Most teachers who are asked to set up and run a library are not trained librarians – and neither am I…
The steps,one has to follow to set it up in the first place, are the ones below!
• select books for the library
• make a written record of the school’s books, pamphlets and other library stock such as newspapers, magazines,
audio tapes and videos.
• divide the library stock into subject areas
• choose the best method of letting students borrow library books.
• repair damaged books.
“We want our students to be able to read better: fast and with full
understanding. To do this they need to read more. And there seem to
be two ways of getting them to read more: requiring them to do so
and tempting them to do so”
The major problem in order to get that started, was…financial!Every school year, I do everything mentioned below, to be able to finance my library:
a)I ask my headmaster to allocate some money for the program. I am prepared to present budget and the organization of the programme (lending
books, time devoted to ER etc.)
b) I ask each student to contribute money for one book. This is a good start
but more titles have to be added later therefore, I usually ask my students at the beginning of each year to offer at least one second-hand english book to our library!
c) I also appeal to local donors (individuals, firms, organizations)

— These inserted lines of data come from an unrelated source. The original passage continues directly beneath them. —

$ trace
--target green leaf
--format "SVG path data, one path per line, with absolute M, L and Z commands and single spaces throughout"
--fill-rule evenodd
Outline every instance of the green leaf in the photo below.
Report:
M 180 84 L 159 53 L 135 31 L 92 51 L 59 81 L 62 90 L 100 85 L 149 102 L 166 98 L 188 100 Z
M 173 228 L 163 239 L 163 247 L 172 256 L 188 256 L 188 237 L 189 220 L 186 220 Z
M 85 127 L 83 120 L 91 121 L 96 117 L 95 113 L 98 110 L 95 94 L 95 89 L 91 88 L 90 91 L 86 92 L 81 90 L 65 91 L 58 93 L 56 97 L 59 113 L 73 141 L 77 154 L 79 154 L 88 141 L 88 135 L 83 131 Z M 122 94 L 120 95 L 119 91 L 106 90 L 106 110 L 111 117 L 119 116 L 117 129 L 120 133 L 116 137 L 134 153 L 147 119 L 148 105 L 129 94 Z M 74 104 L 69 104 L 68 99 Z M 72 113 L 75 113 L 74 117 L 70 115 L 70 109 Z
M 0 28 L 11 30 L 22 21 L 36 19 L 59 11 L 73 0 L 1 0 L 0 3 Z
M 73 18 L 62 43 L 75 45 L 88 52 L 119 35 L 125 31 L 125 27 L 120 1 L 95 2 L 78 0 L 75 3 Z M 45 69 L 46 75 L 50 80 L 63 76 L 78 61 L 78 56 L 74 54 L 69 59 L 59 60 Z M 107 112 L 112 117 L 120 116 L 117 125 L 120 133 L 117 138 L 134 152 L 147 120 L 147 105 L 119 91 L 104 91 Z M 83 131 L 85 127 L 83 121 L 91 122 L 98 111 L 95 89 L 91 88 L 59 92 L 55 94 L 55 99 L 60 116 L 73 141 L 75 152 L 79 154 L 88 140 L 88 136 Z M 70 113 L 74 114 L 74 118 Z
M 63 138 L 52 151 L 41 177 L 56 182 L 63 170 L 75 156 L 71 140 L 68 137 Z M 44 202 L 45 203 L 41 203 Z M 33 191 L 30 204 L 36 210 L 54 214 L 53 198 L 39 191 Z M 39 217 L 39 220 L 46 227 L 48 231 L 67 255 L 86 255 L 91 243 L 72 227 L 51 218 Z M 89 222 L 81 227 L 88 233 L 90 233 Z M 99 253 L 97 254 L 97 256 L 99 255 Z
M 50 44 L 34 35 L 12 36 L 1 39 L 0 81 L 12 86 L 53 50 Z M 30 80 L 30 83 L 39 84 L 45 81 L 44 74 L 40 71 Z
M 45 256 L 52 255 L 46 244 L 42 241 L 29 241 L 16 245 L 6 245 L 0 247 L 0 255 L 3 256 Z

d)I gain money from grants – school bazaars
e)I contribute books from my personal library or ask my
colleagues to lend books
“Libraries should be the beating heart of the school, not mausoleums for dusty books.”
Extensive reading (ER) is obviously crucial when it comes to EFL but….why don’t teachers use ER more often?
A good question. When I ask such a question to fellow teachers worldwide, the answers come down to these:
a) Insufficient time.
b) Too costly.
c) Reading materials not available.
d) ER not linked to the syllabus and the examination.
e) Lack of understanding of ER and its benefits.
f) Downward pressure on teachers to conform to syllabi and textbooks.
g) Resistance from teachers, who find it impossible to stop teaching and to allow learning to take place.
Everything depends on how teachers feel about extensive reading. Unless the teachers are of the view that extensive reading is beneficial in promoting English language development among their students, they are not likely to exert their efforts to make the program a success.
I am not saying here that, ALL my students are eager to read extensively! What I am saying is that, I give them the CHANCE to take up this reading habit! I motivate them, I award them for their efforts, I offer them a free choice of books!
“School Readers, in essence and origin, are an attempt to make it possible for children to learn something without teachers, or without competent teachers; and they tend to create the conditions they presuppose. Thus, if I were a teacher teaching some subject by means of a School Reader, I should be under a constant temptation to say,‘Get out your reading books’; and the end of it would be that the children would know only the book and not the subject.” Fr. Drinkwater
I am passionate about getting children excited about books when they’re as young as possible, at a time when books and stories seem magical to them and their imaginations are expanding and they are forming language skills. I am staggered when people don’t see how important that is.